Gelsenkirchen ist von Bergbau und Wiederaufbau geprägt, und genau dieses Bauerbe bestimmt, wo Asbestzement heute anfällt. In den Zechensiedlungen rund um Schalke, Ückendorf und Hassel finden wir typischerweise Welleternit auf Nebengebäuden, Wäschetrocken- und Geräteschuppen sowie kleine Asbestzement-Fensterbänke und Blumenkästen, die in den 1950er- und 1960er-Jahren zur Standardausstattung gehörten. Beim Ausbau gehen wir hier besonders behutsam vor, weil die schmalen Reihenhausgrundstücke und engen Hofzufahrten kaum Platz für Container und Schutzzonen lassen.

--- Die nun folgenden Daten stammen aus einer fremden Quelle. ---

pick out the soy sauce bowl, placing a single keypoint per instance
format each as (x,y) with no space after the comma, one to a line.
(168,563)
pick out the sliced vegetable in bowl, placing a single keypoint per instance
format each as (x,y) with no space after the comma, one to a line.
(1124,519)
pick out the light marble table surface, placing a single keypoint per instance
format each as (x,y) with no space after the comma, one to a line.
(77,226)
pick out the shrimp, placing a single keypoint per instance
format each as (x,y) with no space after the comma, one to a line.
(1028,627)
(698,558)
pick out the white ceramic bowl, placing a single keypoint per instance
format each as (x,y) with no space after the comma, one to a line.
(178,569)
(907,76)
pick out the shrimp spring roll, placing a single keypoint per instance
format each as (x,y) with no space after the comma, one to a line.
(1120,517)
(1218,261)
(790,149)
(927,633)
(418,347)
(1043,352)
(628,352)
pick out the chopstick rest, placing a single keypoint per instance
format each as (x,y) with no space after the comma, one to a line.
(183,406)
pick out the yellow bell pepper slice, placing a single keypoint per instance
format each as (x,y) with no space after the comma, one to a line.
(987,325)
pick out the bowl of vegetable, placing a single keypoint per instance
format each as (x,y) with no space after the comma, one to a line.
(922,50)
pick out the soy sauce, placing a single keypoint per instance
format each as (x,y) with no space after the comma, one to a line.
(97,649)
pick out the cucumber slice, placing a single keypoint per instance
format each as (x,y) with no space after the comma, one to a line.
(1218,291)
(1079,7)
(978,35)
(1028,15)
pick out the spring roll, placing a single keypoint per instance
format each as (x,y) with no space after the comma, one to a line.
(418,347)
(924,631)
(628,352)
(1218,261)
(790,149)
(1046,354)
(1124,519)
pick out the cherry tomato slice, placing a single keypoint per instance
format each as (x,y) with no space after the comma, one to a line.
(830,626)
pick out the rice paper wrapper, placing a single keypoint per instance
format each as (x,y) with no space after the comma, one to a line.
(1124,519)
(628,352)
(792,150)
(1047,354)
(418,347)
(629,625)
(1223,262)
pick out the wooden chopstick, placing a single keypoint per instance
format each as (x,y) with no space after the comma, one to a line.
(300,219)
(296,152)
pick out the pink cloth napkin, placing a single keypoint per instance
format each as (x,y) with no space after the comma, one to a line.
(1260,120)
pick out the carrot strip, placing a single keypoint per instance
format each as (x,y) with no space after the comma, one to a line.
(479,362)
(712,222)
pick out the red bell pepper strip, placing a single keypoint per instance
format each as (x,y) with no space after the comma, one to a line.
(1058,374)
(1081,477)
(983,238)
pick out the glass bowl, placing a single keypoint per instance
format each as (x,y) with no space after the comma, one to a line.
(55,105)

Im Nachkriegs-Geschosswohnungsbau und an den Zeilenbauten vieler Gelsenkirchener Quartiere treffen wir häufig auf großflächige Asbestzement-Fassadenplatten und Brüstungselemente sowie auf Faserzement-Lüftungskanäle in Bädern und innenliegenden Sanitärräumen. Diese Bauteile werden vor dem Rückbau befeuchtet, möglichst zerstörungsfrei demontiert und direkt staubdicht verpackt, damit keine Fasern in Treppenhaus oder Nachbarwohnungen gelangen. In Buer mit seinem gemischten Bestand aus Vorkriegs- und Nachkriegshäusern kommen zusätzlich Asbestzement-Dachplatten und Regenfallrohre dazu, die wir beim Ausbau separat erfassen.

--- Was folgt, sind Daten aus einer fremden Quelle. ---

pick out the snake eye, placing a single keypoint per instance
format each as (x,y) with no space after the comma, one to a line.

Auch die gewerblich und industriell genutzten Lagen Gelsenkirchens spielen eine Rolle: An ehemaligen Werkstatt-, Lager- und Hallenbauten sowie auf Garagenhöfen sitzen Wellplatten, Lichtbänder-Einfassungen und Entlüftungsrohre aus Asbestzement, die wir vor Umnutzung oder Abriss kontrolliert entfernen. Für alle ausgebauten Faserzement-Bauteile organisieren wir die vorschriftsmäßige Verpackung und Entsorgung als gefährlichen Abfall über zugelassene Annahmestellen im Raum Recklinghausen und Emscher-Lippe.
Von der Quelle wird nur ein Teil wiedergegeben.